Edward W. Day of Cranston became the 15th judge in the 165-year history of the U. S. District Court for Rhode Island Monday in a ceremony before 300 spectators who jammed their way into the Providence court room. Judge Day, 52 and for 25 years an active member of the R. I. bar, repeated the oath as administered by Judge John P. Hartigan of the Circuit Court of Appeals. His appointment by President Eisenhower puts the first Republican on the federal district court bench here since the late Judge Ira Lloyd Letts resigned in 1935. The appointment is an interim one, filling the vacancy caused by the death last July of Judge Edward L. Leahy. Judge Day's confirmation by the U. S. Senate for permanent appointment is expected soon after Congress convenes in January. Judge Day's commission was presented to Judge Hartigan by U. S. Atty. Jacob S. Temkin and was read by Court Clerk Neale D. Murphy. He was then sworn in and escorted to his seat on the bench by U. S. Marshal Howard S. Proctor. Tributes were paid him by Henry J. Blais, president of the R. I. Bar Association who said the appointment received the universal approval of the bar and the public and by Judge Hartigan who brought the greetings of the federal appeals court and the State Supreme Court which was in session and unable to send a representative. Seated in the courtroom were Presiding Judge G. Frederick Frost and Associate Judge Harold A. Andrews of the Superior Court; Chief Judge Robert E. Quinn of the U. S. Military Court of Appeals; Judge John M. Booth of the R. I. Juvenile Court; Governor Roberts, former Governor William S. Flynn; Charles H. Eden, Republican state chairman; Thomas J. Paolino, Republican national committeeman, both of whom were aspirants for the judgeship: Mrs. Marion F. Yatman, Republican committeewoman who have supported Judge Day for the appointment, and many other public officials and party leaders. Assisting Judge Day at a reception later in U.S. court library were his wife and three daughters, Martha Ann, Madeline and Mrs.

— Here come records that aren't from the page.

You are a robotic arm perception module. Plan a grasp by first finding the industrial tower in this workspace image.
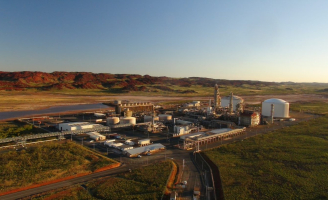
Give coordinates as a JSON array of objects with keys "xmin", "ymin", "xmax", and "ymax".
[{"xmin": 229, "ymin": 92, "xmax": 233, "ymax": 114}]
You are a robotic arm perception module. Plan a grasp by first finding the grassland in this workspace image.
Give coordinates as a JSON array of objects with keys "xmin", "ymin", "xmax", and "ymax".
[
  {"xmin": 35, "ymin": 161, "xmax": 172, "ymax": 200},
  {"xmin": 290, "ymin": 101, "xmax": 328, "ymax": 114},
  {"xmin": 0, "ymin": 142, "xmax": 115, "ymax": 192},
  {"xmin": 0, "ymin": 121, "xmax": 44, "ymax": 139},
  {"xmin": 206, "ymin": 116, "xmax": 328, "ymax": 199}
]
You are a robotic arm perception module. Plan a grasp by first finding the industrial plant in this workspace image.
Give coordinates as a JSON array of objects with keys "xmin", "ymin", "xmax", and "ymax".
[{"xmin": 0, "ymin": 84, "xmax": 290, "ymax": 160}]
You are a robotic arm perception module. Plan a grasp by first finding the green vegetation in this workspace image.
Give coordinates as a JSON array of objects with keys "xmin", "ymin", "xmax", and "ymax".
[
  {"xmin": 290, "ymin": 102, "xmax": 328, "ymax": 114},
  {"xmin": 34, "ymin": 161, "xmax": 172, "ymax": 200},
  {"xmin": 0, "ymin": 122, "xmax": 44, "ymax": 138},
  {"xmin": 0, "ymin": 142, "xmax": 114, "ymax": 192},
  {"xmin": 205, "ymin": 116, "xmax": 328, "ymax": 199}
]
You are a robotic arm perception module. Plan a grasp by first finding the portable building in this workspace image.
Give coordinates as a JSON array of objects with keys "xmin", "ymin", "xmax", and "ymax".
[{"xmin": 138, "ymin": 139, "xmax": 150, "ymax": 146}]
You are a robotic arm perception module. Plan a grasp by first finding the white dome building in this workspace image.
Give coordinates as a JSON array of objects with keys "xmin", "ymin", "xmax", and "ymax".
[{"xmin": 262, "ymin": 99, "xmax": 289, "ymax": 118}]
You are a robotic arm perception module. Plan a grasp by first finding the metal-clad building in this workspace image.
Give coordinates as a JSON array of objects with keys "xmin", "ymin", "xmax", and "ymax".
[{"xmin": 124, "ymin": 143, "xmax": 165, "ymax": 157}]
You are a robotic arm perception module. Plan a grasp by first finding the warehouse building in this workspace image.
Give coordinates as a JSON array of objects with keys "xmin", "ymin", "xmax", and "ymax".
[
  {"xmin": 87, "ymin": 132, "xmax": 106, "ymax": 141},
  {"xmin": 262, "ymin": 99, "xmax": 289, "ymax": 118},
  {"xmin": 138, "ymin": 139, "xmax": 150, "ymax": 146},
  {"xmin": 182, "ymin": 128, "xmax": 246, "ymax": 149},
  {"xmin": 57, "ymin": 122, "xmax": 94, "ymax": 131}
]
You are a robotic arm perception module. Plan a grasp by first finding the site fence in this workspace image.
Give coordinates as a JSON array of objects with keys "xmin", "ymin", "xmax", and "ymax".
[{"xmin": 0, "ymin": 125, "xmax": 110, "ymax": 144}]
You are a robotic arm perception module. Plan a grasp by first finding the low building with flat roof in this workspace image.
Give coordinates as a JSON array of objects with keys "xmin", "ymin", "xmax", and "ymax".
[{"xmin": 124, "ymin": 143, "xmax": 165, "ymax": 157}]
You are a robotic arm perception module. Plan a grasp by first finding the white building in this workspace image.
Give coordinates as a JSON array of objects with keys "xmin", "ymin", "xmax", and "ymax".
[
  {"xmin": 138, "ymin": 139, "xmax": 150, "ymax": 146},
  {"xmin": 58, "ymin": 122, "xmax": 94, "ymax": 131},
  {"xmin": 87, "ymin": 132, "xmax": 106, "ymax": 141},
  {"xmin": 262, "ymin": 99, "xmax": 289, "ymax": 118}
]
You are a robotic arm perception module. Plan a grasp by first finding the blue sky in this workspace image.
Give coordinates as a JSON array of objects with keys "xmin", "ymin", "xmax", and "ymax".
[{"xmin": 0, "ymin": 0, "xmax": 328, "ymax": 82}]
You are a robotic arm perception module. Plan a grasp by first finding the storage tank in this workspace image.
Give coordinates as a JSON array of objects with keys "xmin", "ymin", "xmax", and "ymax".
[
  {"xmin": 158, "ymin": 114, "xmax": 172, "ymax": 121},
  {"xmin": 125, "ymin": 109, "xmax": 132, "ymax": 117},
  {"xmin": 121, "ymin": 117, "xmax": 137, "ymax": 125},
  {"xmin": 262, "ymin": 99, "xmax": 289, "ymax": 118},
  {"xmin": 144, "ymin": 115, "xmax": 159, "ymax": 122},
  {"xmin": 106, "ymin": 117, "xmax": 120, "ymax": 125}
]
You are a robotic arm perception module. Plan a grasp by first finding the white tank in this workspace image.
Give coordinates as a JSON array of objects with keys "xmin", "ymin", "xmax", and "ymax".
[
  {"xmin": 121, "ymin": 117, "xmax": 137, "ymax": 125},
  {"xmin": 106, "ymin": 117, "xmax": 120, "ymax": 125},
  {"xmin": 262, "ymin": 99, "xmax": 289, "ymax": 118},
  {"xmin": 158, "ymin": 114, "xmax": 172, "ymax": 121},
  {"xmin": 144, "ymin": 115, "xmax": 159, "ymax": 122}
]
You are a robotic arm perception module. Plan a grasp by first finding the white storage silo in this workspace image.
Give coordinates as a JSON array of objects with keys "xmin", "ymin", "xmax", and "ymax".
[
  {"xmin": 262, "ymin": 99, "xmax": 289, "ymax": 118},
  {"xmin": 106, "ymin": 117, "xmax": 120, "ymax": 125},
  {"xmin": 121, "ymin": 117, "xmax": 137, "ymax": 124},
  {"xmin": 158, "ymin": 114, "xmax": 172, "ymax": 121}
]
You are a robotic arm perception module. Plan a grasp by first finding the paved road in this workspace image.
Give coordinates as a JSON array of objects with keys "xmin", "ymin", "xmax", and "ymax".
[
  {"xmin": 0, "ymin": 166, "xmax": 129, "ymax": 200},
  {"xmin": 0, "ymin": 116, "xmax": 316, "ymax": 200}
]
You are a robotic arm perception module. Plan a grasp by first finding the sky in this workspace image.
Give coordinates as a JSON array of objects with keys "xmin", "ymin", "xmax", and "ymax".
[{"xmin": 0, "ymin": 0, "xmax": 328, "ymax": 83}]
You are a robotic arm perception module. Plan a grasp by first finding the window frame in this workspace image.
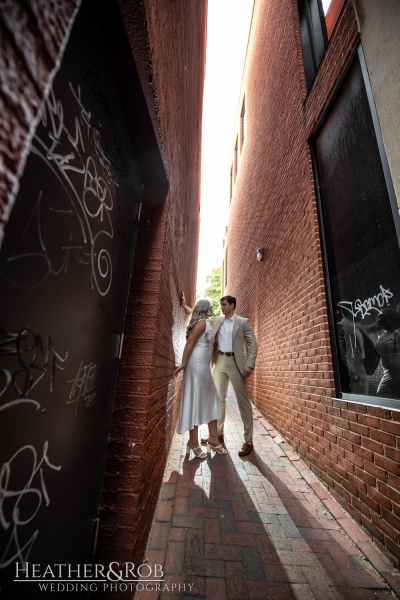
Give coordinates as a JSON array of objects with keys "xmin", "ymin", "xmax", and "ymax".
[{"xmin": 309, "ymin": 42, "xmax": 400, "ymax": 412}]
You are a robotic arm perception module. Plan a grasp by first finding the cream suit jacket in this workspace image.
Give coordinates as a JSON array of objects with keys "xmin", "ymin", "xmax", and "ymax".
[
  {"xmin": 185, "ymin": 306, "xmax": 257, "ymax": 373},
  {"xmin": 211, "ymin": 313, "xmax": 257, "ymax": 373}
]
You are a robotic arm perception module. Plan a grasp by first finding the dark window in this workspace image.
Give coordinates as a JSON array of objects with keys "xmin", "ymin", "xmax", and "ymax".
[
  {"xmin": 315, "ymin": 54, "xmax": 400, "ymax": 408},
  {"xmin": 297, "ymin": 0, "xmax": 326, "ymax": 90}
]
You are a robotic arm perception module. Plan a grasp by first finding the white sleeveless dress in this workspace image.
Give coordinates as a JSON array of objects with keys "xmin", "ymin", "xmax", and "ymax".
[{"xmin": 177, "ymin": 320, "xmax": 221, "ymax": 433}]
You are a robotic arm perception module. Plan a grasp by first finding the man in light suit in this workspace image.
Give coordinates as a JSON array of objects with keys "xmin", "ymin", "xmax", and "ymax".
[{"xmin": 182, "ymin": 292, "xmax": 257, "ymax": 456}]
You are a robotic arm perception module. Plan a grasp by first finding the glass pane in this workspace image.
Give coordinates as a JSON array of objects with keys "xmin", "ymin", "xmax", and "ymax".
[{"xmin": 316, "ymin": 60, "xmax": 400, "ymax": 399}]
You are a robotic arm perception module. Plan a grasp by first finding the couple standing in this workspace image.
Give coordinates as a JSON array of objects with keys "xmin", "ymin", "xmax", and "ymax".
[{"xmin": 174, "ymin": 293, "xmax": 257, "ymax": 458}]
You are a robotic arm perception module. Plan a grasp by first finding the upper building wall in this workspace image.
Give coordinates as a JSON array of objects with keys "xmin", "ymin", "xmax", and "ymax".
[
  {"xmin": 356, "ymin": 0, "xmax": 400, "ymax": 207},
  {"xmin": 225, "ymin": 0, "xmax": 400, "ymax": 568}
]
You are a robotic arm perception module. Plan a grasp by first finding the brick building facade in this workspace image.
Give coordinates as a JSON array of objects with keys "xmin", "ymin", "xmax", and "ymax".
[
  {"xmin": 223, "ymin": 0, "xmax": 400, "ymax": 560},
  {"xmin": 0, "ymin": 0, "xmax": 207, "ymax": 598}
]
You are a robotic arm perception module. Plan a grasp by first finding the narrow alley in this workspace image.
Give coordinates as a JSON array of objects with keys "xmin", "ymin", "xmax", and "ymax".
[{"xmin": 136, "ymin": 388, "xmax": 400, "ymax": 600}]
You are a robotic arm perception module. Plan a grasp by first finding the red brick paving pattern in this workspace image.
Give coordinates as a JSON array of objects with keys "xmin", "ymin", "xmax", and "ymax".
[{"xmin": 136, "ymin": 392, "xmax": 400, "ymax": 600}]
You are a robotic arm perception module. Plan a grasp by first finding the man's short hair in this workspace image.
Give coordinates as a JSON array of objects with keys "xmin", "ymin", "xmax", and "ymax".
[{"xmin": 220, "ymin": 296, "xmax": 236, "ymax": 308}]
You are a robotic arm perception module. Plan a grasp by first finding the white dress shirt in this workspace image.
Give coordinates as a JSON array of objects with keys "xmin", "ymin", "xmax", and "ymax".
[{"xmin": 218, "ymin": 314, "xmax": 235, "ymax": 352}]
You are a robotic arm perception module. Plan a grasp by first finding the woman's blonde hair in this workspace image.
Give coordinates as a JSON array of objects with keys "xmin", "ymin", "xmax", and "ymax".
[{"xmin": 186, "ymin": 299, "xmax": 211, "ymax": 339}]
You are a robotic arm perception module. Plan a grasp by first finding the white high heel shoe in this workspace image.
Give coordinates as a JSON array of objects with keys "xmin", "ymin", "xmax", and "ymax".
[{"xmin": 186, "ymin": 442, "xmax": 207, "ymax": 458}]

Walter E. Schortmann. A son Edward W. Jr., is in the Navy and was unable to be present. Judge Day said afterwards he had made no decisions yet on or about the 13 appointments which he has the power to make, among them the clerk of the court, the probation officer, referee in bankruptcy and U. S. Commissioners. All incumbents are Democratic holdovers but they serve at the pleasure of the judge.